François Hollande a rendu un hommage appuyé à la décision de Joachim Gauck de se rendre à Oradour. Cette visite "sera un symbole, le symbole d'une histoire, d'un passé qui se regarde en face,
d'une vérité qui doit être dite, prononcée, proclamée, reconnue" en présence des familles et des survivants. Mais cette visite, a poursuivi le président français, "nous oblige à aller, une fois
reconnu le passé, dans la préparation audacieuse de l'avenir". Dans l'entourage de la présidence française, on insiste sur la personnalité et le parcours de Joachim Gauck, qui s'est toujours montré très soucieux de l'"importance d'une mémoire réconciliée".
Le président allemand, âgé de 73 ans, a acquis une indiscutable aura dans son pays, en présidant, après la réunification, de 1990 à 2000, l'organisme chargé des archives de la Stasi, l'ancienne
police politique de la RDA. Joachim Gauck s'est déjà rendu en tant que président sur plusieurs sites de
massacres nazis, notamment en octobre 2012 à Lidice, près de Prague, puis en mars 2013 en Toscane, demandant le pardon
pour les fautes de l'Allemagne hitlérienne.
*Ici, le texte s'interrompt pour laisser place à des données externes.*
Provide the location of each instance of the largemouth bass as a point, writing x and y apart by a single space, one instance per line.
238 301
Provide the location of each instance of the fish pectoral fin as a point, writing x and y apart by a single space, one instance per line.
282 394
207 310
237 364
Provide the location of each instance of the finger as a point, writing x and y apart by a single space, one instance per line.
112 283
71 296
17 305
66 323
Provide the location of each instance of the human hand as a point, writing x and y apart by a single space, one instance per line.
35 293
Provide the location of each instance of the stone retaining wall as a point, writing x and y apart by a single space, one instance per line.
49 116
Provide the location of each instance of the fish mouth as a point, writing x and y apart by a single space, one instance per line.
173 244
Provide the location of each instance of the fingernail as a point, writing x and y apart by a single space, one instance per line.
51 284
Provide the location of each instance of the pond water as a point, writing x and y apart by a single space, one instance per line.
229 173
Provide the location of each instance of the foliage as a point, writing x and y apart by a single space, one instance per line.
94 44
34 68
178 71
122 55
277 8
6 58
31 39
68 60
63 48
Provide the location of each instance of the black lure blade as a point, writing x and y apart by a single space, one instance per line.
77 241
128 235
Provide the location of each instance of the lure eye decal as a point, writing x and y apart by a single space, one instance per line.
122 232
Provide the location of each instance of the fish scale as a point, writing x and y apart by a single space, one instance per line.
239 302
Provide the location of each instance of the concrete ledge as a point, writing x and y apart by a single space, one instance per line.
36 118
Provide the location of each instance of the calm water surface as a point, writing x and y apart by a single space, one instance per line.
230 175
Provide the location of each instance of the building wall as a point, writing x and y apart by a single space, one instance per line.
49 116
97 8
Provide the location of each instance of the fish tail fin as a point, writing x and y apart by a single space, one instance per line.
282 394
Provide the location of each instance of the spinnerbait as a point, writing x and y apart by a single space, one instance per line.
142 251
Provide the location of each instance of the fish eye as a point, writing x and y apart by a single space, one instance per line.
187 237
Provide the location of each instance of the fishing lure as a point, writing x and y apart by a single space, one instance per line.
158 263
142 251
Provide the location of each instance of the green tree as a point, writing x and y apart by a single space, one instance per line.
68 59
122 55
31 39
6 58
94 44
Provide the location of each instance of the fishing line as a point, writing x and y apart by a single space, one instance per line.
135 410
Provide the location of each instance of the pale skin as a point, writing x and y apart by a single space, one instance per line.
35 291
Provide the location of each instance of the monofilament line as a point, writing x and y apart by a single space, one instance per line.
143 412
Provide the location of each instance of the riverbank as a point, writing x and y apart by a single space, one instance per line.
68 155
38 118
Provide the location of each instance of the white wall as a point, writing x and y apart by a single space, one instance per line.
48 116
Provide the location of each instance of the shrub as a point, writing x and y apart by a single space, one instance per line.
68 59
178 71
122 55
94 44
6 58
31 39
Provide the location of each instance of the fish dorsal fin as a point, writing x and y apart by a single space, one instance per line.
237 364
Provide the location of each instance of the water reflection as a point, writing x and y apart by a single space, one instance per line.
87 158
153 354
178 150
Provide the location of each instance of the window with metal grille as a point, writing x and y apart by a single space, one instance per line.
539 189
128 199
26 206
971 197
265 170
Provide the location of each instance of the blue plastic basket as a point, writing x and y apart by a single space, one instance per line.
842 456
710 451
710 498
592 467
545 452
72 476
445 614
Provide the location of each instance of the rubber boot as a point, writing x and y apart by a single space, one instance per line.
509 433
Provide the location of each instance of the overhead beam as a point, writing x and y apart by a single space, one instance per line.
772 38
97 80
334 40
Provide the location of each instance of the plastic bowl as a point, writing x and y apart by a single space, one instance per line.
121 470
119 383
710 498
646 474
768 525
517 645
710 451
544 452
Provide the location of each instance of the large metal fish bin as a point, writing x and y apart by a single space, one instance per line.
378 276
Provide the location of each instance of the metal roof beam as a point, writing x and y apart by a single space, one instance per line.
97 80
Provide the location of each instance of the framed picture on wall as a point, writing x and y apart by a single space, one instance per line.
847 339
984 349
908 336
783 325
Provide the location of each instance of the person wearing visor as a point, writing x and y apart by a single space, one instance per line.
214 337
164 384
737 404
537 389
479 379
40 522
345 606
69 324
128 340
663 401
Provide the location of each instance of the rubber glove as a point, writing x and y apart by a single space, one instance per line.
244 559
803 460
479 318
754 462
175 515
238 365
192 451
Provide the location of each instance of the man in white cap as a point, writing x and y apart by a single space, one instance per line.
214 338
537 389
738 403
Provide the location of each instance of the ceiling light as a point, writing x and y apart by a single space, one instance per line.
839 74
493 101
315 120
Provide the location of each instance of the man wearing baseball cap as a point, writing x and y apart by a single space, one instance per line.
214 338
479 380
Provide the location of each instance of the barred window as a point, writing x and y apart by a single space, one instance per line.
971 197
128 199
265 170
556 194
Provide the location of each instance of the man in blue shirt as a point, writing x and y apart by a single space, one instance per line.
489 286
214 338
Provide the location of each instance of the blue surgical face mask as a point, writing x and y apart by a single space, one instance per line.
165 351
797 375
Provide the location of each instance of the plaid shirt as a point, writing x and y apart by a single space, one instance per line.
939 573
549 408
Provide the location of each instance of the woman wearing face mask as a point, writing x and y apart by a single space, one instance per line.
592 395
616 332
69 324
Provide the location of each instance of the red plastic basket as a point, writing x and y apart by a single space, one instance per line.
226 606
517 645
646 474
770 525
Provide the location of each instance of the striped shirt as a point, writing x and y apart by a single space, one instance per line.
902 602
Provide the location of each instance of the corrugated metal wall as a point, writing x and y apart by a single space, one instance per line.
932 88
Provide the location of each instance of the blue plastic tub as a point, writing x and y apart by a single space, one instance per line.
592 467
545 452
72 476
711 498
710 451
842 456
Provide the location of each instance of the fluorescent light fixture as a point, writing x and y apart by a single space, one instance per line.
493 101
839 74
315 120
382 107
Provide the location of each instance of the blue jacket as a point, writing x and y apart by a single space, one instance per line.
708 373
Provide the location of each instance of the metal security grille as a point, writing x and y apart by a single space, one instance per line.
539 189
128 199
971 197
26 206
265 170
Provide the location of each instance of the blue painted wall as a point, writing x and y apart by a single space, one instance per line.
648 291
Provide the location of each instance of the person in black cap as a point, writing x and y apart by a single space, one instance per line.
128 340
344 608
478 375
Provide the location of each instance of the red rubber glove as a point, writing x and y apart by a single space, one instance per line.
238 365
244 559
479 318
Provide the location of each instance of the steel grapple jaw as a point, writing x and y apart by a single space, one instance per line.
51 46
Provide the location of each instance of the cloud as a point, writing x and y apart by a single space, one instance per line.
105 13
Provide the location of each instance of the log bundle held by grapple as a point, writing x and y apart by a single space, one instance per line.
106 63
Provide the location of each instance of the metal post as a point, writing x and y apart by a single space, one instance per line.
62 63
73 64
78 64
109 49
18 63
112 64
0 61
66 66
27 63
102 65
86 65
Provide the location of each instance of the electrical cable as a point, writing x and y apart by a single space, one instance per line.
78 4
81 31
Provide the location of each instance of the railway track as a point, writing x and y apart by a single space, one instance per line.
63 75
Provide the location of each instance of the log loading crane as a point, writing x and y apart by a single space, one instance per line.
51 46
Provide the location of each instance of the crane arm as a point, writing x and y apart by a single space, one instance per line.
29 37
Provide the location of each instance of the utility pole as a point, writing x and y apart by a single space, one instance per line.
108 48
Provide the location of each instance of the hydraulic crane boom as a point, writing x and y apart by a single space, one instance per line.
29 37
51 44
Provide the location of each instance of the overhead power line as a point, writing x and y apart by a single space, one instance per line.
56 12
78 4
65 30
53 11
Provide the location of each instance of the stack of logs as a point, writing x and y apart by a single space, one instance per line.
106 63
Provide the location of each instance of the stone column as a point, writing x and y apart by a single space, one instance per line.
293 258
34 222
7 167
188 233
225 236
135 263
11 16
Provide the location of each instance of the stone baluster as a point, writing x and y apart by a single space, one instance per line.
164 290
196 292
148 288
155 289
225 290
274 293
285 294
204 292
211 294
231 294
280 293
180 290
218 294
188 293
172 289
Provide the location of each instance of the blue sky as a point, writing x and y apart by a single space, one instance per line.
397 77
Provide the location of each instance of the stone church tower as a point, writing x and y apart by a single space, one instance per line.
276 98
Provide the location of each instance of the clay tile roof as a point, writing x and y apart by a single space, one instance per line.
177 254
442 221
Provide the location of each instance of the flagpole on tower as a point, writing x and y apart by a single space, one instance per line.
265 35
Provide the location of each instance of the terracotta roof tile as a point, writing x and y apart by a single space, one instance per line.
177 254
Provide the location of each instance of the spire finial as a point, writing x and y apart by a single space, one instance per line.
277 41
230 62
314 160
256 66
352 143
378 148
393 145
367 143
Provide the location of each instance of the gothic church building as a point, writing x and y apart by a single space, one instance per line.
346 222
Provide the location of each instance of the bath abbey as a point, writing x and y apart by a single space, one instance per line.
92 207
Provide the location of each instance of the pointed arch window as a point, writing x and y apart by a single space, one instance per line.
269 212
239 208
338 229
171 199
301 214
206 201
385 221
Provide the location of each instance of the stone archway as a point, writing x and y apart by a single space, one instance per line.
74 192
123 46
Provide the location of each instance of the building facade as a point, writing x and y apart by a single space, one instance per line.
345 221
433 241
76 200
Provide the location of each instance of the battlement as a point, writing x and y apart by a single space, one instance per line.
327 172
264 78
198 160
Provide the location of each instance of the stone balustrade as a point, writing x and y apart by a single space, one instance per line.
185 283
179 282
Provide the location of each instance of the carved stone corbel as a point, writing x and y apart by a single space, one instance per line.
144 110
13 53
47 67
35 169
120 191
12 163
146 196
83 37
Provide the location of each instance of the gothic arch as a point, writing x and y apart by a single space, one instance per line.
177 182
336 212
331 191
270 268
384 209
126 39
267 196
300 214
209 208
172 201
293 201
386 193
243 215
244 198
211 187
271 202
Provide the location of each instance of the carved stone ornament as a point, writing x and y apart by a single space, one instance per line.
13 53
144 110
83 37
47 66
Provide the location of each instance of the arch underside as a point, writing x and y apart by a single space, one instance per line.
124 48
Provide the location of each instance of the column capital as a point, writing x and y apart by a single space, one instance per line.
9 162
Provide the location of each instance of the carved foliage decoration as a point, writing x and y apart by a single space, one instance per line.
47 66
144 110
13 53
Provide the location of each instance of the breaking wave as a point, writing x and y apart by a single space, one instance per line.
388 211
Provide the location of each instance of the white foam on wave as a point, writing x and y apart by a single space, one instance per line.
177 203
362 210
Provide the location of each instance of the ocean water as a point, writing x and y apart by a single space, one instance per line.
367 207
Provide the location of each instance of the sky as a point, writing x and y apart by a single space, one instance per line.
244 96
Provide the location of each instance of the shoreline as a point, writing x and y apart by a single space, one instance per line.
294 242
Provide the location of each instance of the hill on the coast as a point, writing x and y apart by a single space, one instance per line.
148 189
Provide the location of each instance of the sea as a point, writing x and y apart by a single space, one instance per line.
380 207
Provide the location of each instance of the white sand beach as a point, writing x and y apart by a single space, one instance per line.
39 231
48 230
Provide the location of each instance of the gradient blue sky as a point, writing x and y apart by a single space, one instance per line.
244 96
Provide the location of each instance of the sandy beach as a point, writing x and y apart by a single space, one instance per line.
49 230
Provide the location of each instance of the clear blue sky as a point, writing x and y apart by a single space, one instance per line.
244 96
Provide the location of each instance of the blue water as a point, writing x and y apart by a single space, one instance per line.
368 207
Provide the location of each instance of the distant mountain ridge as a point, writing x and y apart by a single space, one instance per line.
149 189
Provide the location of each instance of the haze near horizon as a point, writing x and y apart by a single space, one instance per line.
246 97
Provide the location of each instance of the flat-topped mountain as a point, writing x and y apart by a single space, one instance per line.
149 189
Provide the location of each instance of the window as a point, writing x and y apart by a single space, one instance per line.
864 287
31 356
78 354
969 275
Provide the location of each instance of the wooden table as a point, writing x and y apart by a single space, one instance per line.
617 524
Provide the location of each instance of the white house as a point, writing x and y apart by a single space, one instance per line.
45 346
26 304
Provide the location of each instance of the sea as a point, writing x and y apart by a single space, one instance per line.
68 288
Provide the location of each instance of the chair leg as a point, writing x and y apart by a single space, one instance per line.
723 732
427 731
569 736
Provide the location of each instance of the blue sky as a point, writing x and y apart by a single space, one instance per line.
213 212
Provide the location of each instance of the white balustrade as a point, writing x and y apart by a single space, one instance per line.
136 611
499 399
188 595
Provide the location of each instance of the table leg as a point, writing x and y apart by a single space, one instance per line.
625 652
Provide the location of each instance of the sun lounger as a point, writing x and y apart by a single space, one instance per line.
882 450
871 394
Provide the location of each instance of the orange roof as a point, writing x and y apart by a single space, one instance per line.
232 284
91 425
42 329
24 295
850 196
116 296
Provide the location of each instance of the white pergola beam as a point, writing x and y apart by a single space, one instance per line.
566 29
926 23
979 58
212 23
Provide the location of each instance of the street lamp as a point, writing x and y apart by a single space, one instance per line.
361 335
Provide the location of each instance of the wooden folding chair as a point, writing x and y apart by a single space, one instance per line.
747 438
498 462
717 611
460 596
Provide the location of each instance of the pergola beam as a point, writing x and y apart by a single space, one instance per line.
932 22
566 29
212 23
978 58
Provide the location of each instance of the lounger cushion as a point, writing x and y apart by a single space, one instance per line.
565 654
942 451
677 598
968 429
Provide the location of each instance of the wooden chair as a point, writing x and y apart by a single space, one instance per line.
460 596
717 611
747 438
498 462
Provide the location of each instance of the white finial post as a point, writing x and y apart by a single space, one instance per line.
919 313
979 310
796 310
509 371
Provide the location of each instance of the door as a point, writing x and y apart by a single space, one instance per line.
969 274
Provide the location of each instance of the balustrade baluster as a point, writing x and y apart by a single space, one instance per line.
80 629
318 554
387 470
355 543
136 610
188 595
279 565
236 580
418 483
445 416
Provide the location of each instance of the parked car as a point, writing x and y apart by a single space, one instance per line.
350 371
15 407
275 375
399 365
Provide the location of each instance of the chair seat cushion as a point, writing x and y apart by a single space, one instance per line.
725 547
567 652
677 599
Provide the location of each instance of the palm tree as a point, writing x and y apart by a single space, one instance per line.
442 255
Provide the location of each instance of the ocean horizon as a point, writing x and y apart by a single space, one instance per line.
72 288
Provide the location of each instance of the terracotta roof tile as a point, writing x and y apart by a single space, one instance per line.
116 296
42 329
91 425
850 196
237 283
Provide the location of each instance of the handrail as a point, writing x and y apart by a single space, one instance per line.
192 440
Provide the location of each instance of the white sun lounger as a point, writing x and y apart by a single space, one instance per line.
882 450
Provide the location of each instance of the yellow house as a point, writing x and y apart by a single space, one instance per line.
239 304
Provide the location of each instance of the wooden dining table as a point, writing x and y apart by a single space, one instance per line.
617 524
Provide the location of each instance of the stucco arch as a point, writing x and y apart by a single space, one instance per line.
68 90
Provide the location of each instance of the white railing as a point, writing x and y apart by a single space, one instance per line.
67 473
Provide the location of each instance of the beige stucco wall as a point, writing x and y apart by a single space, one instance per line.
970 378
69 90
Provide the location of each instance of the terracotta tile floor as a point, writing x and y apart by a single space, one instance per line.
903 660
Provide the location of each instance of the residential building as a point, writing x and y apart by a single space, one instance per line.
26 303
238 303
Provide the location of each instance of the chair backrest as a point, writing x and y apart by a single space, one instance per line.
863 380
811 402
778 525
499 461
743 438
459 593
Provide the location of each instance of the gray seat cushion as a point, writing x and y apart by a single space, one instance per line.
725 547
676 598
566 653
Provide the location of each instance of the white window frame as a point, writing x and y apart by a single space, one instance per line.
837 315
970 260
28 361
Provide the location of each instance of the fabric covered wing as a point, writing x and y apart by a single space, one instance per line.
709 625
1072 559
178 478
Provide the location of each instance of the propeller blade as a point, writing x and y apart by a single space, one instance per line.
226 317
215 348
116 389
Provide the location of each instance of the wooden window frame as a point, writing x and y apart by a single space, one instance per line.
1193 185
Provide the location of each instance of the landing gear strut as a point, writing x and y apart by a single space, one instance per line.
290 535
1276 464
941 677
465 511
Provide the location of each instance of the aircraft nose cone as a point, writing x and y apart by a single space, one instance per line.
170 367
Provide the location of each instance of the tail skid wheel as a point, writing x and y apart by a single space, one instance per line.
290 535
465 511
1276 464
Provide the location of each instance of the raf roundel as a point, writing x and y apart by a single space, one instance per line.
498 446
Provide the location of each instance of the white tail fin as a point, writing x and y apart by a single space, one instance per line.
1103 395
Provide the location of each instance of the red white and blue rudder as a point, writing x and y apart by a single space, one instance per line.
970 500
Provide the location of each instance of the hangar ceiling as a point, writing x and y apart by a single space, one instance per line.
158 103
Le calendrier se prête aussi particulièrement à une telle visite. Du côté français, on rappelle qu'elle marquera un temps fort de l'année franco-allemande, sur le point de s'achever, et qui
marquait le cinquantenaire du traité de l'Élysée signé entre le président Charles de Gaulle et le chancelier
Konrad Adenauer. La visite intervient également à l'approche du 70e anniversaire des commémorations de la
libération des pays d'Europe du joug nazi, et enfin de celles du centenaire de la guerre de 1914-1918.